Methods: Data derived from the HapMap Project were used to select 18 haplotype-tagging SNPs across the extended CC2/CFB region for genotyping, to measure the strength of LD in 318 patients with neovascular AMD and 243 age-matched control subjects to identify additional potential functional variants in addition to those originally reported.

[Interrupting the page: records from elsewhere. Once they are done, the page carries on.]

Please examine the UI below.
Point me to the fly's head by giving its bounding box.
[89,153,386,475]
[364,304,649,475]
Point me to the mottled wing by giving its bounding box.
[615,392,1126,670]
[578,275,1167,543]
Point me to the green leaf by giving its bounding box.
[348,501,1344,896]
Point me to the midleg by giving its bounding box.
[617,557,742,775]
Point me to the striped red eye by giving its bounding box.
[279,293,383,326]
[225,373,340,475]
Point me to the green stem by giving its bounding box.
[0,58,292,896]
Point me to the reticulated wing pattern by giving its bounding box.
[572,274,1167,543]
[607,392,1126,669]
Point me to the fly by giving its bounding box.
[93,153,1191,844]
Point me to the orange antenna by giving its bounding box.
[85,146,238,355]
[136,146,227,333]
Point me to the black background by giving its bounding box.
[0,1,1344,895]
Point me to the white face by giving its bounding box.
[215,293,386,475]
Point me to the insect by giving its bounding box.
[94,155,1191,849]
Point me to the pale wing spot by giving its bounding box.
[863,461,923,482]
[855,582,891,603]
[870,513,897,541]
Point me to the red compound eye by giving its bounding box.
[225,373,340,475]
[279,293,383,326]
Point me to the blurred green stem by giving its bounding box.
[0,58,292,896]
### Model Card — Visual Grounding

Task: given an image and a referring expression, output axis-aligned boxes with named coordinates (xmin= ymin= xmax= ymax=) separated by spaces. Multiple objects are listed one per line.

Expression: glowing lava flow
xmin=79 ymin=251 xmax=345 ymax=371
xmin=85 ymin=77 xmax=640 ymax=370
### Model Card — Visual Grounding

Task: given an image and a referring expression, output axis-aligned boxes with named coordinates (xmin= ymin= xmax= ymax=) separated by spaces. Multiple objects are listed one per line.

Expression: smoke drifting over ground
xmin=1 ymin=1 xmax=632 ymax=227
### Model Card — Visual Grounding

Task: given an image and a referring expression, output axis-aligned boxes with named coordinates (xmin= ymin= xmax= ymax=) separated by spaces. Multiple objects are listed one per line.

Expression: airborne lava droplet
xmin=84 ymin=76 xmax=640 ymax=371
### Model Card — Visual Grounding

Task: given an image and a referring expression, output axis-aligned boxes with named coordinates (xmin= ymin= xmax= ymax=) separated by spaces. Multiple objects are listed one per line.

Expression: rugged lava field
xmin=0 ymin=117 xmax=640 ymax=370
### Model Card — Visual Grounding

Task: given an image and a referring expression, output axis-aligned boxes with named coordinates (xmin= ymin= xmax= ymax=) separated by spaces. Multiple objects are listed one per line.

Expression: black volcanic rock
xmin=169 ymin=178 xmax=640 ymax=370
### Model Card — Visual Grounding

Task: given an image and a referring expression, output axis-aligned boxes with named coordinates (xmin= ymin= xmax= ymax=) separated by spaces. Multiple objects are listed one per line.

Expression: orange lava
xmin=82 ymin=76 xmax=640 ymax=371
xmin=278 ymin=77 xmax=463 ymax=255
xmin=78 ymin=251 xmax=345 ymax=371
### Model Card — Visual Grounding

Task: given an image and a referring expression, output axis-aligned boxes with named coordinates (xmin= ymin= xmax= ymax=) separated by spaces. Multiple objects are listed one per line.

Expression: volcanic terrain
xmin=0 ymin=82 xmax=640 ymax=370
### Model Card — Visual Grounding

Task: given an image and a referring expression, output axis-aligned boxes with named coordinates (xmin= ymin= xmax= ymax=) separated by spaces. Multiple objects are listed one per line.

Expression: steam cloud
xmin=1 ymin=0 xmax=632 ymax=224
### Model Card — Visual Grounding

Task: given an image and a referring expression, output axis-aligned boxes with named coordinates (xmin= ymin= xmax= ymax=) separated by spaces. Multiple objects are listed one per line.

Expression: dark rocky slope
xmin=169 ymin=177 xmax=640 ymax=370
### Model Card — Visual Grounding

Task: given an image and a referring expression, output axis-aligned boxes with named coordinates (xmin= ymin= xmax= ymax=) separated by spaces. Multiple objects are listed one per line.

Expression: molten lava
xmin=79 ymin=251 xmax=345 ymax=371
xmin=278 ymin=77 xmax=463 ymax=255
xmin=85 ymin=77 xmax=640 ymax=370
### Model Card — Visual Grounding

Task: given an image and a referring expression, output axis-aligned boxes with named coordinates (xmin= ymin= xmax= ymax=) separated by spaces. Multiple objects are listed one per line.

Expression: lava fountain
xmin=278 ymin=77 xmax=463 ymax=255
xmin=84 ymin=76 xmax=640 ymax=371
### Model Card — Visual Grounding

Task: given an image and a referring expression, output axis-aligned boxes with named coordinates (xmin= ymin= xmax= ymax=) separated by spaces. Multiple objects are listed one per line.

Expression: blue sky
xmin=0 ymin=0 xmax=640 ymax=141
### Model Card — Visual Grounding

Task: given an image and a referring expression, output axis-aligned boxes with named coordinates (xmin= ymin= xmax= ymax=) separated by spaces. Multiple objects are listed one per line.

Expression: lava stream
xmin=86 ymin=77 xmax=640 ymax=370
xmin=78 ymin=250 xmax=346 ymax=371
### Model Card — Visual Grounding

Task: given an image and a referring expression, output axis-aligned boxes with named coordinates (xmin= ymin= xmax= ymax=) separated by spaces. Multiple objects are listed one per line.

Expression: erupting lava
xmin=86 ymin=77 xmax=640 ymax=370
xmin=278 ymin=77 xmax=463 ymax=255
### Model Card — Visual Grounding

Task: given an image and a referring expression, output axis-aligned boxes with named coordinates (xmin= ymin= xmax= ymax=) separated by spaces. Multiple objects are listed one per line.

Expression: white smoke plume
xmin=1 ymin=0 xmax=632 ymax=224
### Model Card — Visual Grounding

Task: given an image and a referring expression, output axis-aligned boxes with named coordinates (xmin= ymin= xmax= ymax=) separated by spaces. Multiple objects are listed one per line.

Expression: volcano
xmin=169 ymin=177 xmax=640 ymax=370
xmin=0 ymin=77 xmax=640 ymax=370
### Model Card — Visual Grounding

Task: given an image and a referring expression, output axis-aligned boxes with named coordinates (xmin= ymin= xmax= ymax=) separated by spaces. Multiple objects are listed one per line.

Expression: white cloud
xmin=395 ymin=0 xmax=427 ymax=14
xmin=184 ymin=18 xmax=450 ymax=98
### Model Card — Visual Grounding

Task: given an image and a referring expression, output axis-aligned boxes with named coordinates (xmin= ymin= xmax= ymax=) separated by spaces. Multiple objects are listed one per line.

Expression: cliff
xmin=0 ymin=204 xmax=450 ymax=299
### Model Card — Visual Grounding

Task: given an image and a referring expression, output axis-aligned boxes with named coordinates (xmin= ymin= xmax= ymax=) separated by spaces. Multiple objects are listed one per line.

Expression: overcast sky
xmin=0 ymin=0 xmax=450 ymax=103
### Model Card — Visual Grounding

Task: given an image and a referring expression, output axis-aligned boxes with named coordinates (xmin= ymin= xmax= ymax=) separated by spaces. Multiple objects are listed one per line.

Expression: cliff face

Results: Strong LD was measured across this region as far as the superkiller viralicidic activity 2-like gene (SKIV2L). Nine SNPs were identified to be significantly associated with the genetic effect observed at this locus. Of these, a nonsynonymous coding variant SKIV2L R151Q (rs438999; OR, 0.48; 95% confidence interval [CI], 0.31-0.74; P<0.001), was in strong LD with CFB R32Q, rs641153 (r(2)=0.95) and may exert a functional effect. When assessed within a logistic regression model measuring the effects of genetic variation at the CFH and LOC387715/HTRA1 loci and smoking, the effect remained significant (OR, 0.38; 95% CI, 0.22-0.65; P<0.001). Additional variation identified within this region may also confer a weaker but independent effect and implicate additional genes within the pathogenesis of AMD.
Conclusions: Because of the high level of LD within the extended CC2/CFB region, variation within SKIV2L may exert a functional effect in AMD.